Quest’arte di attesa dell’alba non è l’ansia nervosa di riprendere le
attività quotidiane né l’insonnia angosciante di chi vede avvicinarsi il giorno
come un intermezzo obbligato tra una notte d’incubo e l’altra. No, è la quieta
attesa di chi sa che vale la pena sperare per tutti, di chi accetta nella pace
che “presto verrà la notte”, sì, anche la propria notte, ma che intanto la vita
è già qui e ora, una vita i cui frutti più belli, perché più umani e più amati,
non avranno fine.
Ma non si può pensare alla notte solo in una prospettiva personale,
perché c’è anche una notte che sopraggiunge per una comunità, una società, un
popolo, per l’intera umanità.
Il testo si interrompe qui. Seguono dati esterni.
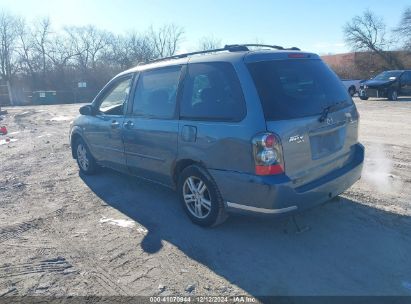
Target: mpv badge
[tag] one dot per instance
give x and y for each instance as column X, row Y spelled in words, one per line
column 297, row 139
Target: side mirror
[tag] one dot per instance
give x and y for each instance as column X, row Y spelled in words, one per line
column 87, row 110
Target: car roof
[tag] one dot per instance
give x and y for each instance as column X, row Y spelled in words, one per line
column 224, row 56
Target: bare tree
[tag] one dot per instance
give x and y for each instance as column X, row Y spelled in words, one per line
column 88, row 42
column 404, row 28
column 41, row 38
column 26, row 49
column 8, row 39
column 166, row 39
column 209, row 43
column 368, row 33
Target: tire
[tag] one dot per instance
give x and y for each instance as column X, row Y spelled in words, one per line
column 195, row 188
column 393, row 95
column 85, row 161
column 351, row 91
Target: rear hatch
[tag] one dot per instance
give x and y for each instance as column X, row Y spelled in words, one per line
column 308, row 107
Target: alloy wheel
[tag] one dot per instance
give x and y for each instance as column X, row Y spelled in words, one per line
column 197, row 197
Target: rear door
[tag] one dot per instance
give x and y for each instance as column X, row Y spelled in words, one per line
column 104, row 130
column 308, row 107
column 406, row 83
column 150, row 130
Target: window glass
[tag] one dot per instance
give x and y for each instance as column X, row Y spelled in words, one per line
column 112, row 103
column 212, row 92
column 156, row 93
column 297, row 88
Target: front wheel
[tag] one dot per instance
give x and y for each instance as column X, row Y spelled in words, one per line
column 393, row 95
column 86, row 162
column 200, row 197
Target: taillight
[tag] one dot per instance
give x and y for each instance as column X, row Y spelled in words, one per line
column 267, row 154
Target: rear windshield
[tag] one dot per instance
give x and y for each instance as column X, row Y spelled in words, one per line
column 388, row 75
column 297, row 88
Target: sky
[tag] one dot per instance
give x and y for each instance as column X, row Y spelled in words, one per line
column 312, row 25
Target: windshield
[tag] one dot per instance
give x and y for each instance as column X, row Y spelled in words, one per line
column 388, row 75
column 297, row 88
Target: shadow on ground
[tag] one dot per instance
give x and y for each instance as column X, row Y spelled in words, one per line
column 350, row 249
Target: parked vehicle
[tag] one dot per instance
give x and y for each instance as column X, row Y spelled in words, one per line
column 389, row 84
column 352, row 86
column 266, row 131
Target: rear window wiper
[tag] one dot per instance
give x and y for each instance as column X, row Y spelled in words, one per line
column 328, row 109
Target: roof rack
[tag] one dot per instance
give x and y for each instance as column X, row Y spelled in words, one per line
column 228, row 47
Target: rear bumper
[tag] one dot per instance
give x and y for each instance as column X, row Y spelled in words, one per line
column 247, row 193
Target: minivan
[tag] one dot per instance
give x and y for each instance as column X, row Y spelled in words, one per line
column 245, row 128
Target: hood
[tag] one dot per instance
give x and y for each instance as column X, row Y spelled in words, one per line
column 378, row 83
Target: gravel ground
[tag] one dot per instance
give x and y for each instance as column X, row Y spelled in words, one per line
column 62, row 234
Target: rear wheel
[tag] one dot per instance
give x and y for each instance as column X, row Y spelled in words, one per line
column 200, row 197
column 351, row 91
column 86, row 162
column 393, row 95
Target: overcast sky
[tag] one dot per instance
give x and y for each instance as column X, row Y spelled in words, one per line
column 314, row 25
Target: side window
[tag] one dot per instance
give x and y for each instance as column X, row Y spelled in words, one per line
column 212, row 92
column 113, row 101
column 156, row 93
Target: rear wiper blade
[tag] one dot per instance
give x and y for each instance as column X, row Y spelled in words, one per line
column 328, row 109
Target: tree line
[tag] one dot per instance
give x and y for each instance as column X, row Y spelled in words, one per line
column 34, row 56
column 379, row 48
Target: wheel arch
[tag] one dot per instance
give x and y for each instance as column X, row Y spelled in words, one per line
column 75, row 136
column 180, row 165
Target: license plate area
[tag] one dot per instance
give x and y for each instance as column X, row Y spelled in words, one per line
column 327, row 143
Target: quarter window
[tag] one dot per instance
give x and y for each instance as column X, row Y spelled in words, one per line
column 112, row 103
column 156, row 93
column 212, row 92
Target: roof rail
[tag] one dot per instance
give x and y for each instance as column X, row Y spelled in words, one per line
column 277, row 47
column 228, row 47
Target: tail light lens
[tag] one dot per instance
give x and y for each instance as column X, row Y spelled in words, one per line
column 267, row 154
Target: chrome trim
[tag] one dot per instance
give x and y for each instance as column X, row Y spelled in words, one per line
column 261, row 210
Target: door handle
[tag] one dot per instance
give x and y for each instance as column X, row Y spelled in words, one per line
column 189, row 133
column 129, row 124
column 115, row 124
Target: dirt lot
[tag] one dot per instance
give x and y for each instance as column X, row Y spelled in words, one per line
column 65, row 234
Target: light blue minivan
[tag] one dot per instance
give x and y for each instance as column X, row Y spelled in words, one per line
column 244, row 128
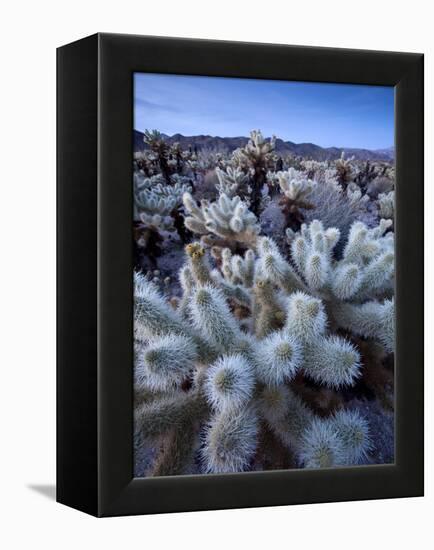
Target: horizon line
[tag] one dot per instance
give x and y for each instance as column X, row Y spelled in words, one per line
column 269, row 137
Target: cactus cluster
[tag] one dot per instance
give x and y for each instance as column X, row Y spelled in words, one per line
column 261, row 352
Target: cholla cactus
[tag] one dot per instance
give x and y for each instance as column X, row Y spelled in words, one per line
column 358, row 288
column 356, row 197
column 233, row 182
column 345, row 170
column 256, row 157
column 157, row 210
column 226, row 222
column 296, row 190
column 386, row 205
column 157, row 144
column 221, row 379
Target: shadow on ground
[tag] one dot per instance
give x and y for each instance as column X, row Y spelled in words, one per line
column 48, row 491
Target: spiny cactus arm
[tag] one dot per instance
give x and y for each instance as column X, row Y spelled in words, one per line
column 159, row 417
column 227, row 218
column 152, row 315
column 268, row 313
column 167, row 361
column 312, row 252
column 230, row 441
column 346, row 281
column 237, row 293
column 232, row 181
column 286, row 414
column 321, row 446
column 237, row 269
column 198, row 264
column 377, row 276
column 196, row 220
column 277, row 359
column 363, row 244
column 212, row 318
column 332, row 361
column 187, row 283
column 386, row 205
column 354, row 433
column 306, row 319
column 276, row 269
column 372, row 320
column 229, row 383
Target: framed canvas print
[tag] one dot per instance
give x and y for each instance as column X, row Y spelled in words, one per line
column 240, row 275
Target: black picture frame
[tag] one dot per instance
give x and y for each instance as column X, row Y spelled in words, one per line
column 95, row 265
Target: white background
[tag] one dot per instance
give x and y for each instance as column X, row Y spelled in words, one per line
column 29, row 33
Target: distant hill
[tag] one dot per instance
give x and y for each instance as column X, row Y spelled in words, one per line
column 307, row 150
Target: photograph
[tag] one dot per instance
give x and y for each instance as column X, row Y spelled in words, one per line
column 263, row 238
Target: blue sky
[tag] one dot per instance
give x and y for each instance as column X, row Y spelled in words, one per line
column 338, row 115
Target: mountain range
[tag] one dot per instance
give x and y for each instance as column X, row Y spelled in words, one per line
column 307, row 150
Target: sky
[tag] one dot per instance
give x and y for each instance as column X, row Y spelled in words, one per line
column 340, row 115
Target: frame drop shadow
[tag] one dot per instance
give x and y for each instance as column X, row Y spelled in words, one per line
column 48, row 491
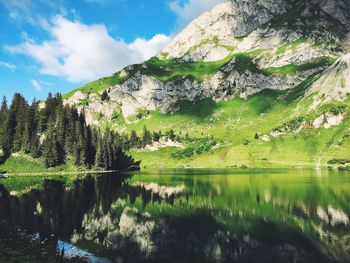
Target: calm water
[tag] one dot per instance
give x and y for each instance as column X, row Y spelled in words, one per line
column 194, row 215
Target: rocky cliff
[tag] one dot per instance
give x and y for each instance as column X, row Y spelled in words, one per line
column 239, row 48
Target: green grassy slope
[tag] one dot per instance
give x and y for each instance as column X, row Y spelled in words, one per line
column 236, row 122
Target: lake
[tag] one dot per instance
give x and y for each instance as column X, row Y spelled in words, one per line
column 218, row 215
È il sopraggiungere della “notte della notte”,
quando la barbarie domina, la ragione è mortificata, il nichilismo ammorba
l’aria, la cattiveria e il rancore diventano il respiro della gente, la notte
in cui si precipita. Nel secolo scorso abbiamo conosciuto queste “notti” e
anche ai nostri giorni ci sembra che stiano ancora per sorprenderci.
“Sentinella, a che punto è la notte?” (Is 21,11), gridano quanti soffrono
la notte… A volte le sentinelle ci sono e sanno dare segni e messaggi;
altre volte sembrano tacere, e così la speranza di chi soffre è più
contraddetta. È la notte della notte in cui, ci dice la storia, anche i
credenti, incapaci di ascoltare, accusano Dio di restare muto e si lamentano
perché regna visibilmente “il Nulla”! Nelle parole del profeta Isaia viene però
offerta a tutti gli umani una possibilità di luce capace di vincere la notte:
quando questi sanno “condividere il pane con l’affamato, accogliere in casa gli
stranieri, vestire chi è nudo e liberare gli oppressi, allora brilla la luce
tra le tenebre, anzi la tenebra splende come il giorno” (cf. Is 57,7-8.10).